Here is a list of key developments in the history of Paraguay, the landlocked Latin American nation which is holding a presidential election on Sunday:
- From discovery to independence -
In 1515, the region of Paraguay, which is populated by Guarani Indians, is discovered and colonized by Spain.
From 1604 to 1767, it is governed by Jesuits who establish a Christian republic with so-called "reductions" -- missions where the indigenous people lived and worked the land.
After a war with the Portuguese, Paraguay becomes attached to the vice-kingdom of Peru, then to the River Plate, a river and large estuary between Argentina, Uruguay, Bolivia and Paraguay.

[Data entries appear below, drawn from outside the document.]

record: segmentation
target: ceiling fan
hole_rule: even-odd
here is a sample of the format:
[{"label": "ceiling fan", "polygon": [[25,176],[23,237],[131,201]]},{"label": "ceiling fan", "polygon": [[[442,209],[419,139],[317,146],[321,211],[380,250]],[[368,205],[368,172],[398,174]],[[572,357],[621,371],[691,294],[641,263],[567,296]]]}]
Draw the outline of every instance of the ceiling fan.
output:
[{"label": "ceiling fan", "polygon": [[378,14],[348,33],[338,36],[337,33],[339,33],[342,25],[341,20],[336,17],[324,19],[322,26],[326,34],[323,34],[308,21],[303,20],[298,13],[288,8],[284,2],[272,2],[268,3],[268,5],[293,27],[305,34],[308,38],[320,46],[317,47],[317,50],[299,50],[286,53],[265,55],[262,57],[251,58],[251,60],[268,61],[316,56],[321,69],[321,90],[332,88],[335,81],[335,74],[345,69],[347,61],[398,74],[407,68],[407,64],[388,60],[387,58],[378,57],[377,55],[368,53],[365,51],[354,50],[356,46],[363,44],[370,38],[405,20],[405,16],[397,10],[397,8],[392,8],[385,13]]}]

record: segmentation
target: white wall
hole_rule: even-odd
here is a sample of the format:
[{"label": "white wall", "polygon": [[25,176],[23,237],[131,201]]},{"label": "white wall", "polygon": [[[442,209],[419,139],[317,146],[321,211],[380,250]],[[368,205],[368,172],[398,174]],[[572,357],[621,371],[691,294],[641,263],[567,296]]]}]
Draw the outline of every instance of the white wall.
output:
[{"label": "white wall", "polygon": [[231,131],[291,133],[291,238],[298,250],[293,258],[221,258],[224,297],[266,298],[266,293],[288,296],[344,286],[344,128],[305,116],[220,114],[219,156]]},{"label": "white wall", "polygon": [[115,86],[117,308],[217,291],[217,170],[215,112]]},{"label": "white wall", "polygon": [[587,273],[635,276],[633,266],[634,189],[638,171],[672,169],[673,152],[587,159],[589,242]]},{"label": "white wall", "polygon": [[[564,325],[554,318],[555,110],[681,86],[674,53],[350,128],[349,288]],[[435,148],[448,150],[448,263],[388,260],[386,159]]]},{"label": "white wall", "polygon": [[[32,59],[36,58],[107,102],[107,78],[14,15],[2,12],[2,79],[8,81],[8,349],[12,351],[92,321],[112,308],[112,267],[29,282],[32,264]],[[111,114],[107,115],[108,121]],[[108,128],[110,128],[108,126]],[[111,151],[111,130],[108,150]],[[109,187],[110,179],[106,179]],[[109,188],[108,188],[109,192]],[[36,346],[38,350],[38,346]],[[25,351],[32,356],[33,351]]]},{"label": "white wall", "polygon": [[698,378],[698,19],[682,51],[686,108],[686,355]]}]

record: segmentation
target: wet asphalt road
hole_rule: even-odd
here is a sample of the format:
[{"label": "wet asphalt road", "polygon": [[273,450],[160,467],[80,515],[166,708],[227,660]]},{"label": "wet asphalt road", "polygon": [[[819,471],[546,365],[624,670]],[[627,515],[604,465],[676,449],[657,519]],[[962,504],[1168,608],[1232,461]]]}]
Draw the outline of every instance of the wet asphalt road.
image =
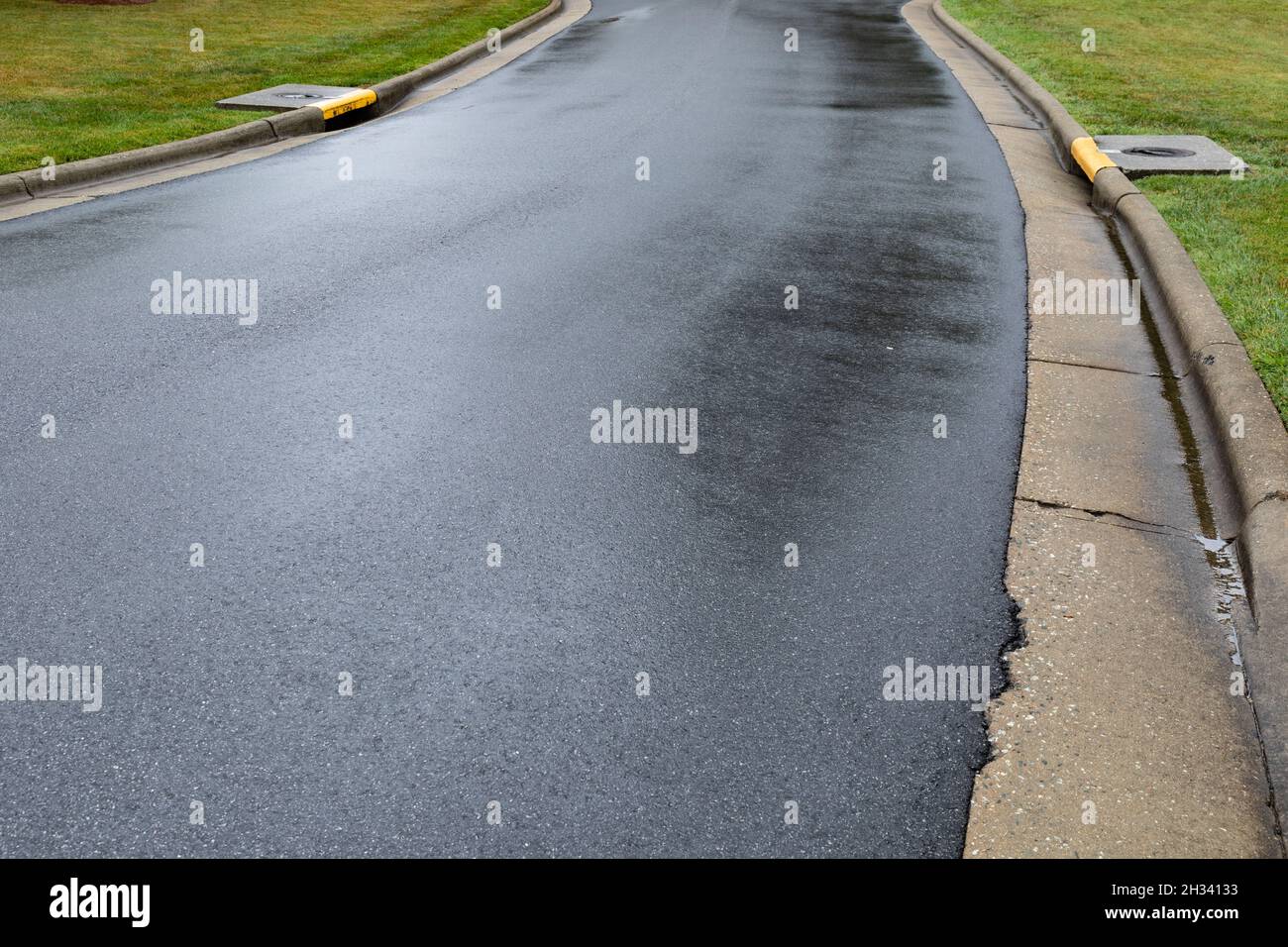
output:
[{"label": "wet asphalt road", "polygon": [[[104,674],[0,703],[0,853],[957,854],[980,715],[882,669],[998,683],[1024,250],[898,8],[600,0],[430,106],[0,224],[0,664]],[[152,314],[173,271],[259,322]],[[613,399],[697,452],[591,443]]]}]

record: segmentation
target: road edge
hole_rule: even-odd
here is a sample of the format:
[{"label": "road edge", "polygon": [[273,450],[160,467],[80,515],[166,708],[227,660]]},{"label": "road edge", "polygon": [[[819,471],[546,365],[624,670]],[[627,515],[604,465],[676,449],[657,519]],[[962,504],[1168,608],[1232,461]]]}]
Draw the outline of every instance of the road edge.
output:
[{"label": "road edge", "polygon": [[[1180,341],[1180,376],[1194,376],[1217,461],[1234,484],[1239,522],[1231,539],[1257,625],[1242,651],[1256,687],[1275,808],[1282,809],[1288,799],[1288,432],[1279,411],[1194,260],[1149,198],[1112,162],[1078,160],[1079,139],[1091,135],[1051,93],[954,19],[942,0],[934,0],[931,13],[1028,99],[1047,124],[1060,166],[1091,180],[1092,207],[1123,237]],[[1235,424],[1242,437],[1234,435]]]},{"label": "road edge", "polygon": [[[560,13],[564,0],[551,0],[545,8],[501,30],[500,41],[515,39],[533,27]],[[401,76],[386,79],[370,86],[375,102],[370,106],[371,117],[392,111],[416,86],[439,79],[448,72],[489,54],[488,40],[471,43],[455,53],[421,66]],[[113,155],[102,155],[80,161],[27,171],[13,171],[0,175],[0,207],[35,201],[43,197],[66,196],[79,188],[95,187],[118,182],[139,174],[162,171],[169,167],[193,164],[206,158],[223,157],[249,148],[274,144],[290,138],[313,135],[326,131],[327,119],[318,106],[303,106],[289,112],[252,119],[233,125],[229,129],[209,131],[204,135],[184,138],[178,142],[152,144],[146,148],[133,148]],[[53,178],[46,175],[53,171]]]}]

It achieves independence from Spain in 1811 after a bloodless revolt.
- 1864-1870: ravaged by war -
In 1864, Francisco Solano Lopez, son of dictator Carlos Antonio Lopez (1844-1862), draws Paraguay into a disastrous war against a "Triple Alliance" of Brazil, Argentina and Uruguay.
Paraguay is ravaged. According to different estimates it loses between half and two-thirds of its population, mostly men.
In ruins, the country sells off up to half its territory.
It then extends its borders following the 1932-1935 Chaco war with Bolivia over control of the disputed northern Gran Chaco region, where oil reserves have been discovered.
- 1954-1989: dictatorship -
In 1954, army chief General Alfredo Stroessner seizes power in a coup.
He rules the country with an iron grip for 35 years. His Colorado party has held an almost uninterrupted dominance over the country's political life since 1947.
Under Stroessner, between 1,000-3,000 people were killed or went missing, human rights groups say.
- 1989: democracy -
In 1989, Stroessner is ousted by General Andres Rodriguez, who reestablishes freedom of expression, legalizes opposition parties and allows exiles to return.
In 1992, a new constitution provides for the election of a president every five years without the possibility of a second term.
- 2012: president ousted -
In 2008, former Catholic bishop Fernando Lugo becomes the first person since 1947 from outside the Colorado party to accede to power.
Once known as the "bishop of the poor," he is forced from the presidency by the Senate in 2012 for dereliction of duty, for his handling of a land dispute that turned deadly.
He was also dogged by several paternity suits dating back to his time as a clergyman.
The impeachment is considered "a parliamentary coup" by Argentina, Brazil, Uruguay and Venezuela.